# Attic Insulation - Baffles, Air Flow Questions



## jklingel (Dec 21, 2008)

Good move to insulate w/ cellulose. You absolutely need ventilation, about 1 sqr ft per 150' sf of roof (some folks say up to 300 sf). More vents on the bottom than top is best. Greenbuildingadvisor.com just had a blog (or reference to it in another one) about this. Keep insul away from any boxes, fan, vents, yes; at least 2" of air over insul where it meets the edges of the roof. Lights that are covered should be approved for such, not just any light; check w/ local elect company or building dept.


----------



## joecaption (Nov 30, 2011)

If it was my house I'd get rid of the gable vent and powered vent and add a ridge vent. 
Then the whole roof gets vented not just the ends or a circle where the vent is.


----------



## majch (Mar 22, 2012)

Do i need to place sheet metal around the electrical box to protect it?


----------



## jklingel (Dec 21, 2008)

Joe: That is a good point. The power vent may cause a negative pressure in your attic, which tends to draw air from the conditioned space into the attic. That is not good, as that losses heat and brings moisture w/ it. That was mentioned the the gba blog I mentioned, and why more vent on the sides is better than the top, if you have any on top. It still seems, intuitively, that the negative pressure would be tough to get, with lots of soffit vents, but that is what apparently happens. Check locally for what is required over lights. There may be particular specs for material and distance from light, as well as wattage, etc.


----------



## Gary in WA (Mar 11, 2009)

If the gap next to the rafter blocking has a screened vent, or continuous screened vent, the baffles need to protect that gap from insulation. Your baffles are good for the roof sheathing to direct soffit (intake) air up, but are lacking the (lower) wall insulation-blocking part: http://www.bergerbuildingproducts.com/productsAccuvent.html
See how those block the incoming air from the insulation directly over the wall? You could add the "Windblocker" from Lowe's to compensate...
More heat is lost at the exterior wall because of minimal insulation (low height restriction) and incoming soffit air wind-washing your hard-earned work/money.

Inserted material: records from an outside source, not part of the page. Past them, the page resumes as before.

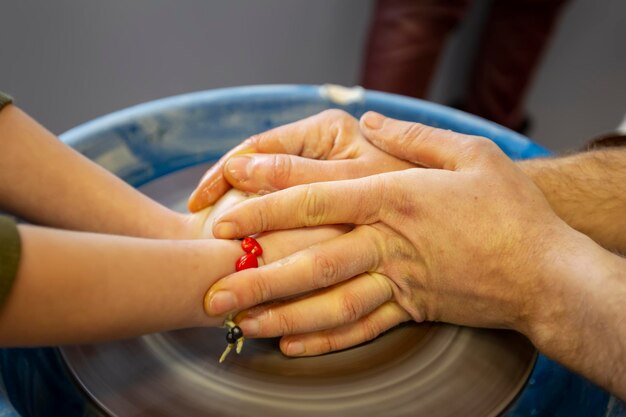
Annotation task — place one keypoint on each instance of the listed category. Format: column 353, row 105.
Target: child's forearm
column 77, row 287
column 46, row 182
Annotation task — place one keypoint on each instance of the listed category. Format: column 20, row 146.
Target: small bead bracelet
column 234, row 337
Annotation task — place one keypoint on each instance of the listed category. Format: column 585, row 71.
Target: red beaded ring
column 249, row 259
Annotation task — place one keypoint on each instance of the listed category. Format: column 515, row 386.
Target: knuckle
column 329, row 343
column 413, row 132
column 286, row 324
column 325, row 270
column 352, row 308
column 281, row 170
column 254, row 140
column 371, row 328
column 313, row 207
column 479, row 146
column 336, row 114
column 261, row 290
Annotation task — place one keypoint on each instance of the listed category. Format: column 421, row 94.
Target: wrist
column 570, row 287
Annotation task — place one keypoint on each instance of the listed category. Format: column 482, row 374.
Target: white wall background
column 68, row 61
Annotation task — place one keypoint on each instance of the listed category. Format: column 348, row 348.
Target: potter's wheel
column 414, row 370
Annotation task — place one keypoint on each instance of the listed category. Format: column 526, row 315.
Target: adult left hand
column 325, row 147
column 469, row 241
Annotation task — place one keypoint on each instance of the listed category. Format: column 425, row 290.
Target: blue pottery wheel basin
column 432, row 370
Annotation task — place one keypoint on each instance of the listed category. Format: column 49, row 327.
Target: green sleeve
column 10, row 244
column 10, row 248
column 5, row 99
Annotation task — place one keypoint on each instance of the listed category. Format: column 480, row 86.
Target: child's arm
column 46, row 182
column 75, row 287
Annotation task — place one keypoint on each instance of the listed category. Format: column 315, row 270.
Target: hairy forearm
column 77, row 287
column 588, row 191
column 46, row 182
column 581, row 315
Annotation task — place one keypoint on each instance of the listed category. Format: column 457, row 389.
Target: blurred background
column 68, row 61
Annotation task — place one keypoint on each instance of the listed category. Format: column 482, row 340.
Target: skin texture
column 471, row 241
column 81, row 286
column 326, row 147
column 586, row 190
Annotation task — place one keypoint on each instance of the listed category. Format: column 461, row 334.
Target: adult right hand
column 471, row 241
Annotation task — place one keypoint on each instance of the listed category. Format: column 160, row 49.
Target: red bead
column 250, row 245
column 248, row 260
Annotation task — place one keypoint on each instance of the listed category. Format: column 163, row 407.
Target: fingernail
column 222, row 302
column 373, row 120
column 240, row 167
column 250, row 327
column 295, row 348
column 225, row 230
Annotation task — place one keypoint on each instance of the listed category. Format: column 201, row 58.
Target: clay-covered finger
column 319, row 266
column 363, row 330
column 340, row 304
column 339, row 202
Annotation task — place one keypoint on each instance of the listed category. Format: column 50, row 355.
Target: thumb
column 424, row 145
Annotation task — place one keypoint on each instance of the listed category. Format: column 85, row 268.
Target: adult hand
column 326, row 147
column 470, row 241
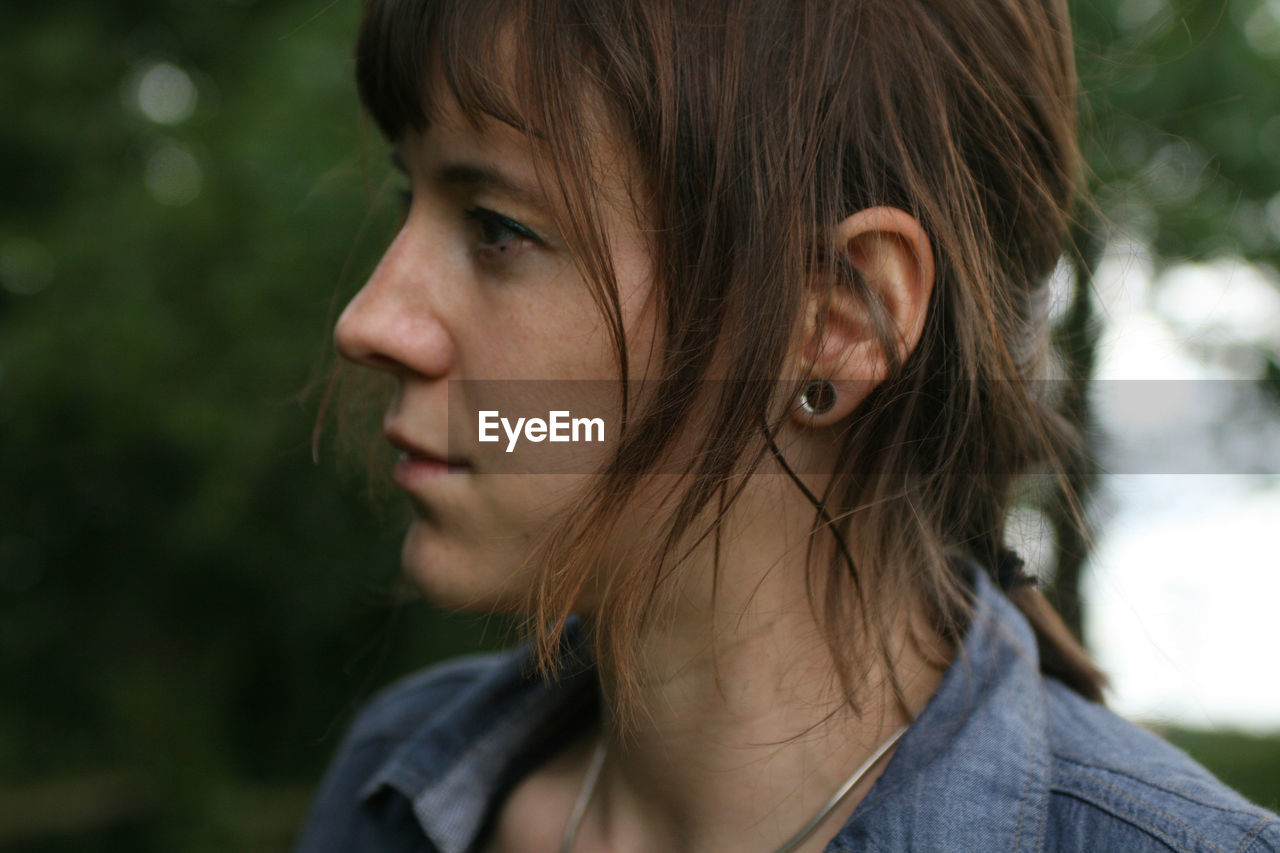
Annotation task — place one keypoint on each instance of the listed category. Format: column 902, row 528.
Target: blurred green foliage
column 190, row 607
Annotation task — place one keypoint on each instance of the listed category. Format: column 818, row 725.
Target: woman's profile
column 803, row 247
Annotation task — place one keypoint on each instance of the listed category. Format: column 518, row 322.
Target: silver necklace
column 593, row 778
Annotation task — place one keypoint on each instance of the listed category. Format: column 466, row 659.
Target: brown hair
column 755, row 126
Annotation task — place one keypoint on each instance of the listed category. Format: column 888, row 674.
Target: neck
column 745, row 731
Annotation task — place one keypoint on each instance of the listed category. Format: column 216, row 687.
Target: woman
column 803, row 247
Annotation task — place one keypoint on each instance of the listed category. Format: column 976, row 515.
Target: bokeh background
column 191, row 606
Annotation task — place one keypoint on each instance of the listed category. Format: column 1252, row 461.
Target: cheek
column 475, row 555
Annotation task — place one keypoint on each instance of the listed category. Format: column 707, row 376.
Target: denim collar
column 972, row 772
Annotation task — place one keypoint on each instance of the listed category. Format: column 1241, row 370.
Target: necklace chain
column 593, row 778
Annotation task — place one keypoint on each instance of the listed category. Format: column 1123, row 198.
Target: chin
column 460, row 576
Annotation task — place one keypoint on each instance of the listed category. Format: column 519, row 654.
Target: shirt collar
column 453, row 766
column 972, row 772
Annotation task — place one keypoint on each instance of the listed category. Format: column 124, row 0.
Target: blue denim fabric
column 1001, row 758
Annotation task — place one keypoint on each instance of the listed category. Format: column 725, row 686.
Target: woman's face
column 475, row 305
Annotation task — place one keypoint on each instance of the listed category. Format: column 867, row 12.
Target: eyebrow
column 470, row 176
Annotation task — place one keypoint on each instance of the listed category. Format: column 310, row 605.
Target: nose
column 394, row 322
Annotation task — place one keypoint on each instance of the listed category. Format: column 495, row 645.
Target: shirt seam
column 1147, row 783
column 1253, row 833
column 1137, row 819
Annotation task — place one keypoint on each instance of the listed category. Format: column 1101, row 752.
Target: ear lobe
column 892, row 254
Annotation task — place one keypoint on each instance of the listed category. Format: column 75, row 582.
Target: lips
column 416, row 454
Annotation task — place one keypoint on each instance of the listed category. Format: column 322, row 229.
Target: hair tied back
column 1011, row 570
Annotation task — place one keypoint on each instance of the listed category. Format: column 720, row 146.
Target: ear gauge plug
column 818, row 397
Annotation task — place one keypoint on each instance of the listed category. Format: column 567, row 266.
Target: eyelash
column 488, row 222
column 492, row 223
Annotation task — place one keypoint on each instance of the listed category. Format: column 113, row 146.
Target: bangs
column 479, row 50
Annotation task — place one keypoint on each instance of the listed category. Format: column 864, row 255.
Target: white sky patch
column 1183, row 589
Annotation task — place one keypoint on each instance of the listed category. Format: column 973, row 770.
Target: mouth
column 417, row 464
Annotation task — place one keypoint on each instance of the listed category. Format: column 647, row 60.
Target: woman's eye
column 498, row 235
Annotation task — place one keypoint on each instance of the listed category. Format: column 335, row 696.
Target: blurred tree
column 1182, row 131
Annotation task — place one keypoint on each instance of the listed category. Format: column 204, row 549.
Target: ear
column 891, row 251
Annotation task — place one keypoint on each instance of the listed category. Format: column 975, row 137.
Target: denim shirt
column 1001, row 758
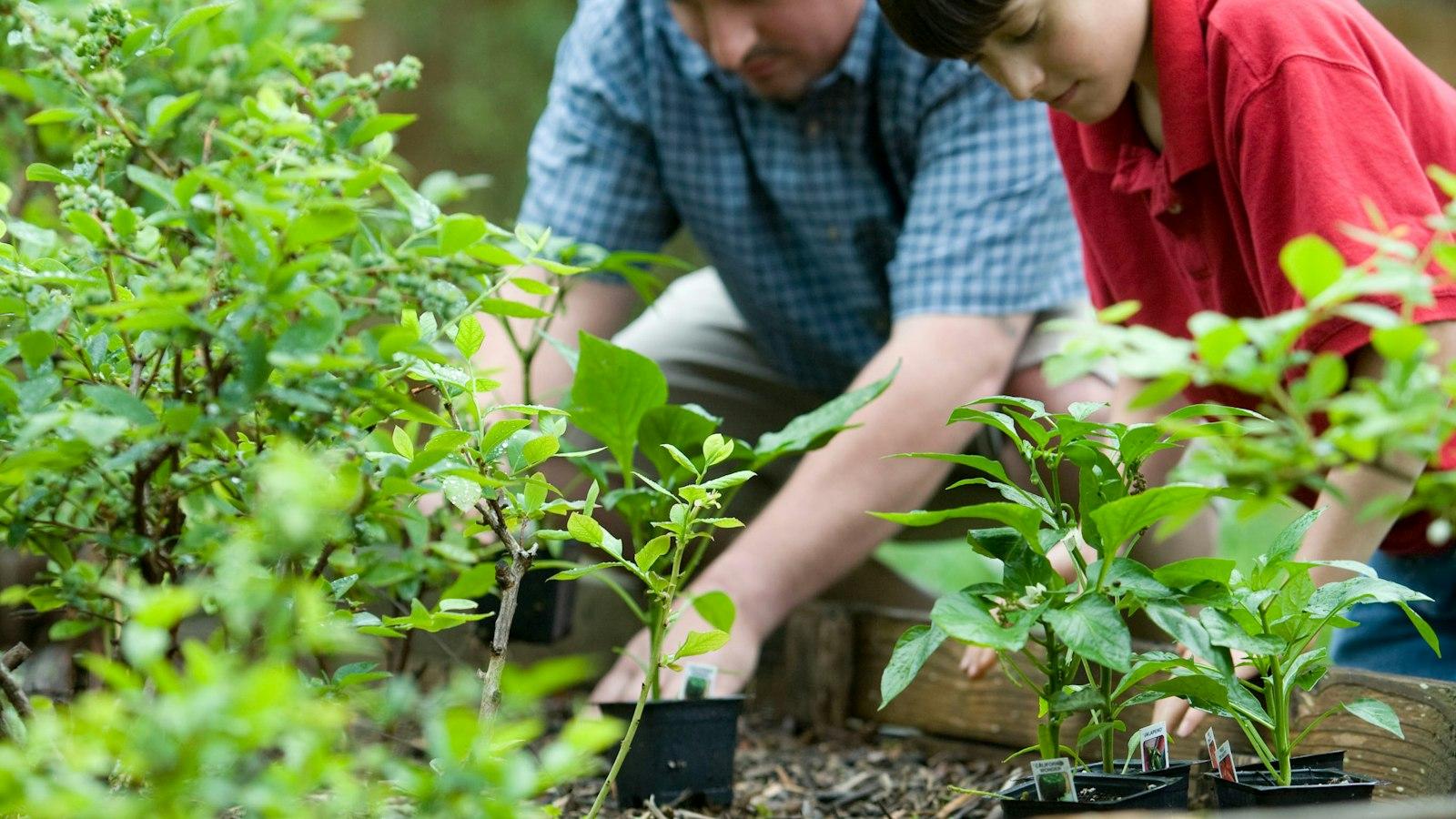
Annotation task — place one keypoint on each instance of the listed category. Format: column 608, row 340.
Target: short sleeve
column 592, row 169
column 1314, row 146
column 987, row 228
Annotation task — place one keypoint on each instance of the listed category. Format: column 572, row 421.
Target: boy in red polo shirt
column 1198, row 137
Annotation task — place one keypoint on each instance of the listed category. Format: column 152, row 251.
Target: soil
column 855, row 773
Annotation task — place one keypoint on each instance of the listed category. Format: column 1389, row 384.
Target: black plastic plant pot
column 1179, row 770
column 1329, row 760
column 682, row 753
column 543, row 608
column 1308, row 785
column 1111, row 793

Recessed can lights only need to have a box, and only non-rated; IC = insulation contact.

Per Electrical Code, you need to protect any wires within 6' of the downstairs access, so a future H.O. won't step on the wires on the ceiling joists.

If you decide to leave any attic flooring in place and blow cellulose over it, check on it periodically for mold under the sheeting because the drying air flow will be blocked by the new cellulose. Elevated cat-walks are nice. May need to build an insulation box for the drop-down stairs and store the window screens elsewhere. If you haven't had attic moisture problems- mold, rusty nail ends, etc., I would leave the ventilation system, as-is. Powered exhaust fans do pull air from the closest source, your gables, which will help move the stagnate air, and draw moisture from the convective loops at each side of the ridge.

Gary


----------



## majch (Mar 22, 2012)

Thanks for all the replies. It’s clear I have an issue in that the baffles I installed have left a gap and are lacking the (lower) wall insulation-blocking part. I should’ve installed the part that GBR recommended. Tearing down 40 and re-installing them isn’t the best option for me mentally, so:

I think I have 2 options:

1.) Install an ado product that will block the air









2.) Put batt fiberglass insulation to fill the gap so that my blown insulation doesn’t cover the soffit

#2 would be easier for me, but my understanding is that air would still get in. I have searched high and low (amazon, HD, Lowe, internet) and no one has any ADO product in stock. Anyone have any feedback on what I should do?


----------



## Gary in WA (Mar 11, 2009)

Install rigid foam board, foil-faced, on end, over the wall. Each one cut longer to fill-in solid when side-by-side. They would need to be can foamed at the top as each baffle is variable in the rafter/joist space. Or, just put some f.g. batt in a plastic bag and shove, though the area directly over the plate would not meet minimum R-value and lose R from compressing. Either way- over the exterior wall is the most heat loss (ice dams) and that area is the most wind-washed: http://books.google.com/books?id=3kLLZBKa5zAC&pg=PA70&lpg=PA70&dq=Silerbsein+1991&source=bl&ots=1JP4IBaEbX&sig=Bh8KD6UW2SZ74R0QxwqeCjlOVLY&hl=en&ei=6Y8NTdb0FpH4sAPp4LDnAQ&sa=X&oi=book_result&ct=result&resnum=3&ved=0CB8Q6AEwAg#v=onepage&q=Silerbsein%201991&f=false


http://www.arc.thermaldr.com/res_pg_3.htm

Gary


----------